I'm unable to ping containers running on node-1 from node-2 and vice versa. This can be fixed via (on node-2):
Code:
  ip route add <container-on-node-1> via <node-1>
However, even with this fix, I cannot ping containers running on node-1 from containers running on node-2 and vice versa.

Do I need to setup another bridge device on eth1 to fix this? Or is there something else I need to fix?
 
Hi,
proxmox use default the vmbr0 for cluster-communication. Why you do not use something like this:
vmbr0 - bridged to eth1, directly connected to the other cluster node (with an ip, like 192.168.111.1, and 192.168.111.2 on the second node).
vmbr1 - bridged to eth0 - with a "normal" IP - the guests must use vmbr1 and all should be able to ping each other (but you use eth0 for that - eth1 is only used for syncing and so on).

Udo
 
Hi,
proxmox use default the vmbr0 for cluster-communication.

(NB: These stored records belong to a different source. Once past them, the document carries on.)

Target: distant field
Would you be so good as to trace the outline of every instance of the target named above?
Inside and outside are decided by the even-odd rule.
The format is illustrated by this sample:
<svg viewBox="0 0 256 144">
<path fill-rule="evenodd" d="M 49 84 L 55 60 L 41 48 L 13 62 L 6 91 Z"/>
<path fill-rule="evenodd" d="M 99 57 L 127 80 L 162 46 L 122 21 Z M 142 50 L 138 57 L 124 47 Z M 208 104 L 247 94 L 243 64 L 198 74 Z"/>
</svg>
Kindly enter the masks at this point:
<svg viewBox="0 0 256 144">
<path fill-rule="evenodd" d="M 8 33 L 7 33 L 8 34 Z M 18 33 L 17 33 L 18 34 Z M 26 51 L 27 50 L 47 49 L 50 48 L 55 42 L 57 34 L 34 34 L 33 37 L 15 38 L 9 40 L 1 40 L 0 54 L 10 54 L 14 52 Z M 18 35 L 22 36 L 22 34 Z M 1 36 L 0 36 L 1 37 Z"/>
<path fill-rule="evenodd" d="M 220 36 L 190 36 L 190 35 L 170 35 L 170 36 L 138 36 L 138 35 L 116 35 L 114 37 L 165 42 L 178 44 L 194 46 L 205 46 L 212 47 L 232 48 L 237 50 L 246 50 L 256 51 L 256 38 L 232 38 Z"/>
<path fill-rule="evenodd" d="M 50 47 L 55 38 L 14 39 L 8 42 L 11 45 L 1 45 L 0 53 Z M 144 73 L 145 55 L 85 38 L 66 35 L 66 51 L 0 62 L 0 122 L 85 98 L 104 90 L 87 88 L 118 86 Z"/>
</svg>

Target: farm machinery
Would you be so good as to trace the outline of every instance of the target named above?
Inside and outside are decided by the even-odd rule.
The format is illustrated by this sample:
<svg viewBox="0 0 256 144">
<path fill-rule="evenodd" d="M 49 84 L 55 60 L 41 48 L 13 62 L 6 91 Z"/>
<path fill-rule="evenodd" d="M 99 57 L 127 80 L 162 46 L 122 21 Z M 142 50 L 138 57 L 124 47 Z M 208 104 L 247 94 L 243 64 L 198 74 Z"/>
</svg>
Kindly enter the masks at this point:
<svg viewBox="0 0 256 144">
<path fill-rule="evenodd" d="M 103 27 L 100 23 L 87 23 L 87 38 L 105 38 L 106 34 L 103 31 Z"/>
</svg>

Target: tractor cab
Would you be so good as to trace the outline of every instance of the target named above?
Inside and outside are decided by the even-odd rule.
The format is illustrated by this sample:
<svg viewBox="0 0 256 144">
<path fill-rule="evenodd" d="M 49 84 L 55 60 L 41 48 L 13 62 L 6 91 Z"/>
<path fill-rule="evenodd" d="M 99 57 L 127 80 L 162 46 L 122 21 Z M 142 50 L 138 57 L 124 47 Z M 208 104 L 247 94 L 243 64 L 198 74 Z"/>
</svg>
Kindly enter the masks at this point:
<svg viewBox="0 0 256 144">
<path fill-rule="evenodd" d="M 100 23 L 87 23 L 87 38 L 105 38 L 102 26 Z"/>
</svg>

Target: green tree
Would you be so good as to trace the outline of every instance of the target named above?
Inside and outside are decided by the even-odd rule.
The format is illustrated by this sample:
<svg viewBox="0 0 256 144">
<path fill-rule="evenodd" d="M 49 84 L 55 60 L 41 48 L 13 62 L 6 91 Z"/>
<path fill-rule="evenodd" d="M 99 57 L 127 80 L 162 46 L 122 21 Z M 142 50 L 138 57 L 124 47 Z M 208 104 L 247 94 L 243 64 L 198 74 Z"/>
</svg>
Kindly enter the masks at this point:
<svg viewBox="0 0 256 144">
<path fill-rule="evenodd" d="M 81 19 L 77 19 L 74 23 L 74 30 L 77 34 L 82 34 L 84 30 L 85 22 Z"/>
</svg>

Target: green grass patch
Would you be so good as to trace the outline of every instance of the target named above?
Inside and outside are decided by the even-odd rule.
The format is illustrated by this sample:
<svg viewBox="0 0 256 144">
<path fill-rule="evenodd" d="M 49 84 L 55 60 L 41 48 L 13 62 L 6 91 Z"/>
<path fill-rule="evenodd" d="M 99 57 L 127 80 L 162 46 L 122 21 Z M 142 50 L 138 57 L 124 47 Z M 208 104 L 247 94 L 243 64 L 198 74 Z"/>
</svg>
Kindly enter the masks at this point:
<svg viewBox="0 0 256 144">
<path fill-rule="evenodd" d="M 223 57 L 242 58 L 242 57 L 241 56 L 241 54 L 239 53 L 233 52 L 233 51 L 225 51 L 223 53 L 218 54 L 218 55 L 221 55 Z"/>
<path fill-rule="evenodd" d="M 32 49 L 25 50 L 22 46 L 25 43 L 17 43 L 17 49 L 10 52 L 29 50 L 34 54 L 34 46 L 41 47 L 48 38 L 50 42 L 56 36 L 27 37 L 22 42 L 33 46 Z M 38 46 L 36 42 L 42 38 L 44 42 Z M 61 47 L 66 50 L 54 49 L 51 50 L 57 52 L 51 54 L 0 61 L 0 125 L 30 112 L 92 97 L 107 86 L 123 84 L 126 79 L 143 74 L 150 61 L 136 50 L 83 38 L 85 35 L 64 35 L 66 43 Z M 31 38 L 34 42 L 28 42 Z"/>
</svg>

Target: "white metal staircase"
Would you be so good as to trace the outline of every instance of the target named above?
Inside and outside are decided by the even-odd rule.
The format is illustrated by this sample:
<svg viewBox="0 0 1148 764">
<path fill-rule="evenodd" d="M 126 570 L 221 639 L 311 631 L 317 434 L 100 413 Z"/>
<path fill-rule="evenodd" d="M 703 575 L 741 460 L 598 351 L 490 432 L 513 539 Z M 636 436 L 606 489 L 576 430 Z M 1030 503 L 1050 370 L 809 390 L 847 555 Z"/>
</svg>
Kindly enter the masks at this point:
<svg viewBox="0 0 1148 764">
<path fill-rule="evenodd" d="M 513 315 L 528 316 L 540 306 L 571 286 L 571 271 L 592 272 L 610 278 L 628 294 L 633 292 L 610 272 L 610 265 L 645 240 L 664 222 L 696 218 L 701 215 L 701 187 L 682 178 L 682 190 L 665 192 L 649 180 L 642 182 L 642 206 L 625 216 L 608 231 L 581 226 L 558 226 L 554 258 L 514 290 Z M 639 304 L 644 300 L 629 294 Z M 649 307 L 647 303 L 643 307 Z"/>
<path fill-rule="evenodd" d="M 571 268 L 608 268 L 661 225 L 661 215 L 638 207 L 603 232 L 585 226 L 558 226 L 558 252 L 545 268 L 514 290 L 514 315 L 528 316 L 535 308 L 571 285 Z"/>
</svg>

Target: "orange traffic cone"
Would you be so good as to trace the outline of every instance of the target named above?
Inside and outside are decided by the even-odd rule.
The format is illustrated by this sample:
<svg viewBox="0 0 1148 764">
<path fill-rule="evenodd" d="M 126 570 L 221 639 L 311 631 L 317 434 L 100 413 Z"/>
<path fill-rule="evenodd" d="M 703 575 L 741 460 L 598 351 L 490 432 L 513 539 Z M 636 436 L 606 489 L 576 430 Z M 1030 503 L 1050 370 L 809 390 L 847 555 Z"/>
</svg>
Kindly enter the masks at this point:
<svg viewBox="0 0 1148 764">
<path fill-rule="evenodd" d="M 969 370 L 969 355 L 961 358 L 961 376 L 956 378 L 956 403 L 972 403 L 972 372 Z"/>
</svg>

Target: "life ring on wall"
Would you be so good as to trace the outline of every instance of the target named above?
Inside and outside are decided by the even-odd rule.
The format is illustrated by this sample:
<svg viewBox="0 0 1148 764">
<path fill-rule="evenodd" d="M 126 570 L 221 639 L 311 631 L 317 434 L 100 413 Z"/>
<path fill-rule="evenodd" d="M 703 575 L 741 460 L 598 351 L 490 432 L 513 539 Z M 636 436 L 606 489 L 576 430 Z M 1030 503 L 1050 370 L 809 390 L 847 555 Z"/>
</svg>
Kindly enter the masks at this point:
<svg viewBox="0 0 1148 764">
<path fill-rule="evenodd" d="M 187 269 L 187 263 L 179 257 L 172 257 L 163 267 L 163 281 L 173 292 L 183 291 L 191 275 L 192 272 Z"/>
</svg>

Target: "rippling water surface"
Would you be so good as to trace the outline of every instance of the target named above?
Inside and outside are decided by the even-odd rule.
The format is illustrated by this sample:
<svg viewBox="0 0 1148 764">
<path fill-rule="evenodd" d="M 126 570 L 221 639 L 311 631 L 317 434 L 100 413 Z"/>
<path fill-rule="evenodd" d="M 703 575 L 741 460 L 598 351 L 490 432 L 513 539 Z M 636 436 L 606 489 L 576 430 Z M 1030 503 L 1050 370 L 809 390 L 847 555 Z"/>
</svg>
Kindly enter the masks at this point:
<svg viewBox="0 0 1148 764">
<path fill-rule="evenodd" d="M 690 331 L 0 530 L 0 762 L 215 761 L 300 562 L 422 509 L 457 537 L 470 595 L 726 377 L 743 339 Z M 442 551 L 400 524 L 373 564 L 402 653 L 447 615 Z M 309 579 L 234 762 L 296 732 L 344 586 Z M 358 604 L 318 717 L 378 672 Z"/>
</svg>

Why you do not use something like this:
vmbr0 - bridged to eth1, directly connected to the other cluster node (with an ip, like 192.168.111.1, and 192.168.111.2 on the second node).
vmbr1 - bridged to eth0 - with a "normal" IP - the guests must use vmbr1 and all should be able to ping each other (but you use eth0 for that - eth1 is only used for syncing and so on).

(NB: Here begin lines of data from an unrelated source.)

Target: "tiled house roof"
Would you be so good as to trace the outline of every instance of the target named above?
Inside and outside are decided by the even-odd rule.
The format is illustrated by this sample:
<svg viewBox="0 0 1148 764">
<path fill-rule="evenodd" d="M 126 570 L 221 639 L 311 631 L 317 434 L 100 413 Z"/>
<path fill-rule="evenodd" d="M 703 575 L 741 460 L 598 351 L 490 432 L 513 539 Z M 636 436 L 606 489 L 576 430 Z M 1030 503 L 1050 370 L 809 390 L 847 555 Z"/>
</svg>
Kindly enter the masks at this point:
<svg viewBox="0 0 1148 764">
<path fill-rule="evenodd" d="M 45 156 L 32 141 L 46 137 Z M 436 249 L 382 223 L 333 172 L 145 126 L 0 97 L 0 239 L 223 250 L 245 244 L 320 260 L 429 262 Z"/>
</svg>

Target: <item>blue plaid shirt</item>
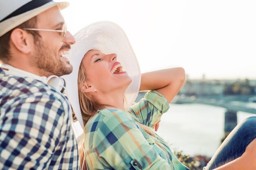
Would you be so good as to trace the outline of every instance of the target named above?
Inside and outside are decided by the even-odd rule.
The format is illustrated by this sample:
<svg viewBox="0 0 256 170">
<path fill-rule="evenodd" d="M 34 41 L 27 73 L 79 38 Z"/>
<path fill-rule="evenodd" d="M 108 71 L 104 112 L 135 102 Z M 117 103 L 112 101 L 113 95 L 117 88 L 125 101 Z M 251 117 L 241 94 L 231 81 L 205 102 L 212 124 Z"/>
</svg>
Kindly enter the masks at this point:
<svg viewBox="0 0 256 170">
<path fill-rule="evenodd" d="M 50 85 L 0 68 L 0 169 L 80 169 L 70 109 Z"/>
</svg>

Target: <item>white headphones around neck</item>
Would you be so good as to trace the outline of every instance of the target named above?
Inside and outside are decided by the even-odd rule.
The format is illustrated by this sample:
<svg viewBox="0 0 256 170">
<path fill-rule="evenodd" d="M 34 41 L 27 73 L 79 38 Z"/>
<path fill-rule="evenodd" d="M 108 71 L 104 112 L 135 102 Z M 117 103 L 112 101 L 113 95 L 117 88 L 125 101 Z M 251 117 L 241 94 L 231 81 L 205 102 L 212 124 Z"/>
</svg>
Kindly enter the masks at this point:
<svg viewBox="0 0 256 170">
<path fill-rule="evenodd" d="M 0 65 L 0 66 L 1 66 Z M 32 73 L 18 69 L 11 66 L 10 67 L 10 66 L 9 65 L 6 67 L 2 65 L 1 67 L 7 74 L 12 75 L 15 76 L 19 76 L 22 77 L 30 77 L 40 80 L 45 84 L 52 86 L 57 91 L 60 92 L 61 93 L 65 90 L 66 83 L 64 79 L 55 75 L 50 76 L 46 78 L 46 77 L 40 76 L 33 74 Z M 6 67 L 6 68 L 5 68 Z"/>
<path fill-rule="evenodd" d="M 64 79 L 55 75 L 52 75 L 47 78 L 45 83 L 53 87 L 61 93 L 65 90 L 66 82 Z"/>
</svg>

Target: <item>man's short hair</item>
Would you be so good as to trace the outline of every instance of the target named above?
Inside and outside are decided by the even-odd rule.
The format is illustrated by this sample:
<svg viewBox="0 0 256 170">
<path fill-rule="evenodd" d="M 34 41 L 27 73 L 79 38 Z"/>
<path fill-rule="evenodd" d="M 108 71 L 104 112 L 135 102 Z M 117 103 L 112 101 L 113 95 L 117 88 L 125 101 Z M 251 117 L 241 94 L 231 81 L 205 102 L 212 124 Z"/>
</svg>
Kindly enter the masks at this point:
<svg viewBox="0 0 256 170">
<path fill-rule="evenodd" d="M 0 37 L 0 62 L 2 61 L 3 63 L 5 63 L 11 59 L 10 38 L 12 31 L 15 29 L 18 28 L 36 28 L 36 16 L 35 16 L 9 31 Z M 38 41 L 39 38 L 40 36 L 38 31 L 30 30 L 26 30 L 26 31 L 32 34 L 34 38 L 34 42 Z"/>
</svg>

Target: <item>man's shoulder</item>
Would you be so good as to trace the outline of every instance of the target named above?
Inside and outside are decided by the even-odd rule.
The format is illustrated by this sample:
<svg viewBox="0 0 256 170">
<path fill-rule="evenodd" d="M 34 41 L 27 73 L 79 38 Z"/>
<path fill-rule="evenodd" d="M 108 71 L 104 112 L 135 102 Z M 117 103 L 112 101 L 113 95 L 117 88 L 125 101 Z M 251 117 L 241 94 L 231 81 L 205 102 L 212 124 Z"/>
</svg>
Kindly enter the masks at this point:
<svg viewBox="0 0 256 170">
<path fill-rule="evenodd" d="M 2 76 L 0 79 L 0 100 L 58 101 L 68 105 L 65 97 L 54 87 L 29 77 Z"/>
</svg>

I understand the setup you propose would make the cluster communication more reliable (going through the direct link on eth1 rather than through the wider network on eth0).

But would that actually solve my problem? The only difference I see with respect to the communication between the containers is that they will go through vmbr1 instead of through vmbr0, while vmbr1 will be connected to eth0 just as vmbr0 is now.
 
I decided not to open a new thread but write in this one since the topic seems related.

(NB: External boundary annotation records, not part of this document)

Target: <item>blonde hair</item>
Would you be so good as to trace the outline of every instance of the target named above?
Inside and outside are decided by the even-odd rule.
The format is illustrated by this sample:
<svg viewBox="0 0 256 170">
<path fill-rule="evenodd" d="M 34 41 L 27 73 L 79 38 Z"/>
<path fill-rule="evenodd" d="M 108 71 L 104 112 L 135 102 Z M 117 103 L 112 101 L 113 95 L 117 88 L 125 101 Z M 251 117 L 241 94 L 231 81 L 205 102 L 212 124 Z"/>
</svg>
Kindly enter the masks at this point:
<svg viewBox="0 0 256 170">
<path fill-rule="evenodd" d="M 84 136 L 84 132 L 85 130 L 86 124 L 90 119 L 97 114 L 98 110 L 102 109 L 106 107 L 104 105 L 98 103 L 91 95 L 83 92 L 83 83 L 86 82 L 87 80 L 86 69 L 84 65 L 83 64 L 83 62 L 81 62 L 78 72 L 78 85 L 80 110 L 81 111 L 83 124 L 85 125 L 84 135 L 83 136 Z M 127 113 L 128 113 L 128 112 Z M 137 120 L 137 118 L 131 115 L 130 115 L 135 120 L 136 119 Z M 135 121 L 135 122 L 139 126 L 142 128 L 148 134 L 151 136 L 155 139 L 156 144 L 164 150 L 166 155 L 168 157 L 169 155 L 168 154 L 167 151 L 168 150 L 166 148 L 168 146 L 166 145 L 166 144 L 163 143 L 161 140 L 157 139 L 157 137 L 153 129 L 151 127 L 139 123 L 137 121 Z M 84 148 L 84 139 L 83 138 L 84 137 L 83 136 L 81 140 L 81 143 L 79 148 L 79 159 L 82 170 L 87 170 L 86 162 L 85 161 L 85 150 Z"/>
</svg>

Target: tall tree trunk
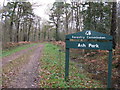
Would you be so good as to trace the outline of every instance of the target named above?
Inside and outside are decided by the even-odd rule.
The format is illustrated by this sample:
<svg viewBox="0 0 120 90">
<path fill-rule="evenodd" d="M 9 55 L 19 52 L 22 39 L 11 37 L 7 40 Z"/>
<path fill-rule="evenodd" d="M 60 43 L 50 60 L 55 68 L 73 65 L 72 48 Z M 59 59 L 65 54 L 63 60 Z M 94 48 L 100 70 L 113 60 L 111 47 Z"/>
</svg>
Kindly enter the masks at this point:
<svg viewBox="0 0 120 90">
<path fill-rule="evenodd" d="M 112 19 L 111 19 L 111 30 L 110 35 L 113 36 L 113 48 L 116 47 L 116 9 L 117 9 L 117 3 L 113 2 L 112 5 Z"/>
<path fill-rule="evenodd" d="M 27 41 L 30 41 L 30 30 L 31 30 L 31 22 L 30 22 L 30 25 L 28 27 L 28 40 Z"/>
<path fill-rule="evenodd" d="M 16 7 L 17 7 L 17 2 L 15 2 L 15 5 L 14 5 L 13 11 L 12 11 L 12 15 L 11 15 L 11 19 L 10 19 L 10 30 L 9 30 L 10 42 L 12 42 L 13 17 L 14 17 Z"/>
</svg>

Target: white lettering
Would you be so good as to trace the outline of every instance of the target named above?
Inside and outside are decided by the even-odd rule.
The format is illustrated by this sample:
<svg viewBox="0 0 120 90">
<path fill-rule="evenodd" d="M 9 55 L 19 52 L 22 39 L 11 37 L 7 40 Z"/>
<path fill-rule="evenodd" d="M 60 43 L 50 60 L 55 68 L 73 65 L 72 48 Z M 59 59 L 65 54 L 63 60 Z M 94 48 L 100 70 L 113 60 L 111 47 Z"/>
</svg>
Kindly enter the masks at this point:
<svg viewBox="0 0 120 90">
<path fill-rule="evenodd" d="M 78 47 L 86 47 L 86 45 L 83 43 L 83 44 L 78 44 Z"/>
<path fill-rule="evenodd" d="M 91 31 L 86 31 L 85 34 L 86 35 L 91 35 L 92 33 L 91 33 Z"/>
<path fill-rule="evenodd" d="M 99 48 L 99 45 L 98 45 L 98 44 L 93 45 L 93 44 L 89 43 L 89 44 L 88 44 L 88 47 L 91 47 L 91 48 Z"/>
</svg>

So, I have two nodes with two NICs. Eth0 goes on the internet and eth1 goes on switch on both nodes. Also, eth0 bridges vmbr0 and eth1 bridges vmbr1.

If I put two containers on the same node and add interface eth0 to bridge vmbr1 on both CTs and set IPs in the same range, I can ping CT to CT. If I move one CT on second node (so, one CT per node), ping does not go thru.

Any ideas?
 
I decided not to open a new thread but write in this one since the topic seems related.

So, I have two nodes with two NICs. Eth0 goes on the internet and eth1 goes on switch on both nodes. Also, eth0 bridges vmbr0 and eth1 bridges vmbr1.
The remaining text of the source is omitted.